Capital Flight and its Determinants: The Case of Ethiopia
This study attempts to estimate the volume of capital flight from Ethiopia and its determinants, focusing on economic, institutional, and political determinants. Capital flight is estimated at $31 billion over the 1991–2012 periods. On average, the country has lost over 1 billion per annum during the EPRDF regime. The empirical evidence suggests that macroeconomic instability, the degree of financial market deepening, exports, interest rate differentials, political instability, corruption, and debt‐creating flows are the most important determinants of capital flight from Ethiopia. The political environment is also found to be crucial. Generally, capital flight was high before violent regime changes and low in the subsequent periods, when regimes were in the process of establishing a firmer grip on power; after this point, however, capital flight began to rise significantly again. The historical analysis points to potential causality running from political factors to capital flight.
https://onlinelibrary.wiley.com/doi/ful ... 8268.12180
The average annual outflow was $2.6 billion during 2004 and 2013. This is a sizeable sum of money by any standard. For instance, according to estimates reported by the World Bank, the amount of official development assistant (ODA) Ethiopia received in 2010 was $4 billion but total amount of IFFs during that year was $5.6 billion.
This means in 2010 alone Ethiopia’s IFFs exceeded the ODA it received that year by $1.6 billion. In other words, Ethiopia’s IFFs amounted to diverting the entire aid money of 2010 to foreign banks and then still transfer abroad an additional sum of money.
During the entire period (2004 to 2013) the total amount of money that Ethiopia lost due to IFF was $26 billion. This amounts to stealing nearly $300 per citizen. Alternatively, the size of stolen money was about 11 times the total the amount of emergency aid being sought from donors in the current year to buy cereals from abroad and feed the drought victims.

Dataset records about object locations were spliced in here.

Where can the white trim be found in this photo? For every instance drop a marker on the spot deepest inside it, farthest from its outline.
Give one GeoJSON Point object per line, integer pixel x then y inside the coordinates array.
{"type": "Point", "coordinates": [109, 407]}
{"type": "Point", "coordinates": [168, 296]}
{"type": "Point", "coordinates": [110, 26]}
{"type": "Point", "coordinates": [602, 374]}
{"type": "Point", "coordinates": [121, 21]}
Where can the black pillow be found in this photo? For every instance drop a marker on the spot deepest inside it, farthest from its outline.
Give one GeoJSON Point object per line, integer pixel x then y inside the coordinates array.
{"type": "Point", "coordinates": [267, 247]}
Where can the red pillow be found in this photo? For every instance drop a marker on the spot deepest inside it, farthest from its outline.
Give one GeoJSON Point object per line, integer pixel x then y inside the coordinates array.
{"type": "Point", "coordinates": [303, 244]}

https://addisstandard.com/rush-for-the- ... elerating/
An upcoming report by Global Financial Integrity finds that Ethiopia, which has a per-capita GDP of just US$365,lost US$11.7 billion to illicit financial outflows between 2000 and 2009. More worrying is that the study shows Ethiopia’s losses due to illicit capital flows are on the rise. In 2009, illicit money leaving the economy totaled US$3.26 billion, which is double the amount in each of the two previous years.